If a permanent does an effect before it is sacrificed (ie a land tapped for mana or a creature tapped for a special ability), does this effect is canceled by the sacrifice?
No. Sacrifice doesn't care about the state of a permanent being sacrificed. Sacrifice cannot cancel anything, it can only move a permanent you control from the battlefield to its owner's graveyard.
Land being tapped for mana is a mana ability, as is Orcish Lumberjack's activated ability. These mana abilities don't go on the stack, and resolve immediately so it cannot be countered or cancelled in any way (with one exception noted below).
605.1a An activated ability is a mana ability if it meets three criteria: it doesn’t have a target, it could put mana into a player’s mana pool when it resolves, and it’s not a loyalty ability. (See rule 606, “Loyalty Abilities.”)
605.3b An activated mana ability doesn’t go on the stack, so it can’t be targeted, countered, or otherwise responded to. Rather, it resolves immediately after it is activated. (See rule 405.6c.)
A creature tapped (or other cost) for an activated ability that isn't a mana ability, gets placed on the stack. It can be responded to (countered, replaced, etc.), but the ability exist independently of its source (the creature). Sacrificing the creature that generated the activated ability will have no effect on the ability.
112.7a Once activated or triggered, an ability exists on the stack independently of its source. Destruction or removal of the source after that time won’t affect the ability. Note that some abilities cause a source to do something (for example, “Prodigal Pyromancer deals 1 damage to target creature or player”) rather than the ability doing anything directly. In these cases, any activated or triggered ability that references information about the source because the effect needs to be divided checks that information when the ability is put onto the stack. Otherwise, it will check that information when it resolves. In both instances, if the source is no longer in the zone it’s expected to be in at that time, its last known information is used. The source can still perform the action even though it no longer exists.
Ultimately, is a sacrifice equivalent to bury or destroy, or does sacrifice have any special side effects on the sacrificed permanent and its effects?
Neither. Sacrifice is certainly not the same as destroy, since you cannot sacrifice a permanent that you don't control, but you can destroy permanents that you don't control. You can replace destruction with regeneration, but you cannot replace sacrifice with regeneration. Bury is an old term that is currently obsolete, and some but not all cards have received errata so that they now say "sacrifice [a permanent]". This isn't an equivalence relationship, because not all "bury" cards are "sacrifice" cards. Other cards have received errata so that they now say "destroy [a permanent], it cannot be regenerated."
701.14a To sacrifice a permanent, its controller moves it from the battlefield directly to its owner’s graveyard. A player can’t sacrifice something that isn’t a permanent, or something that’s a permanent he or she doesn’t control. Sacrificing a permanent doesn’t destroy it, so regeneration or other effects that replace destruction can’t affect this action.
701.6a To destroy a permanent, move it from the battlefield to its owner’s graveyard.

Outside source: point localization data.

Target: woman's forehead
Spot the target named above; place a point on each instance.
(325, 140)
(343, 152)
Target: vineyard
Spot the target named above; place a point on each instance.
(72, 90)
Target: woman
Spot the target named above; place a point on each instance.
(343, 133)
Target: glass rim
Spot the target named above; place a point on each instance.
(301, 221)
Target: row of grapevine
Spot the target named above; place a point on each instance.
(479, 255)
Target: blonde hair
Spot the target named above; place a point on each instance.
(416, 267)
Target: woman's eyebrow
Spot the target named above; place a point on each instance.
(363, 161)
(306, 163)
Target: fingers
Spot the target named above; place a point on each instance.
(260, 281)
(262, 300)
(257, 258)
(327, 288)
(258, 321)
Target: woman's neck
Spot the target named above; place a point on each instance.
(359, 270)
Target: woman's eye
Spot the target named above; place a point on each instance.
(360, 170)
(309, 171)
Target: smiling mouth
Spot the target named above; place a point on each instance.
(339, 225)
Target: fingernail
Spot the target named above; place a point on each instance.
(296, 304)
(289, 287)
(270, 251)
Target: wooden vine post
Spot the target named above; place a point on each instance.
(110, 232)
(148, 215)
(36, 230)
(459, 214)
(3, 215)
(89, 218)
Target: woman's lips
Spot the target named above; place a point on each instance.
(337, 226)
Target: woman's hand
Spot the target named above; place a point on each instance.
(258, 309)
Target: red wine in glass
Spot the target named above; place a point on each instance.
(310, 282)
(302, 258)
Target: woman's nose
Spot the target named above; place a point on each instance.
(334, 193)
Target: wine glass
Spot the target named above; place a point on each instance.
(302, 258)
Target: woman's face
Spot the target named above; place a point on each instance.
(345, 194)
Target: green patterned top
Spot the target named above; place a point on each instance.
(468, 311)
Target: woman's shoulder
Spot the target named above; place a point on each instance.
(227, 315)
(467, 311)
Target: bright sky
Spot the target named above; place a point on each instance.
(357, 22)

701.6b The only ways a permanent can be destroyed are as a result of an effect that uses the word “destroy” or as a result of the state-based actions that check for lethal damage (see rule 704.5g) or damage from a source with deathtouch (see rule 704.5h). If a permanent is put into its owner’s graveyard for any other reason, it hasn’t been “destroyed.”
701.6c A regeneration effect replaces a destruction event. See rule 701.12, “Regenerate.”
Bury (Obsolete) - A term that meant “put [a permanent] into its owner’s graveyard.” In general, cards that were printed with the term “bury” have received errata in the Oracle card reference to read, “Destroy [a permanent]. It can’t be regenerated,” or “Sacrifice [a permanent].”
(Note: The only way to cancel a mana ability is due to a player making an illegal action (i.e. Casting a spell, but realizing that they don't have the mana (or other additional costs) necessary to pay for the spell. In this situation, the game is backed up to a previous state just before the illegal action. Mana abilities used to pay for the spell are reversed.)
Handling Illegal Actions
717.1. If a player realizes that he or she can’t legally take an action after starting to do so, the entire action is reversed and any payments already made are canceled. No abilities trigger and no effects apply as a result of an undone action. If the action was casting a spell, the spell returns to the zone it came from. The player may also reverse any legal mana abilities activated while making the illegal play, unless mana from them or from any triggered mana abilities they triggered was spent on another mana ability that wasn’t reversed. Players may not reverse actions that moved cards to a library, moved cards from a library to any zone other than the stack, or caused a library to be shuffled.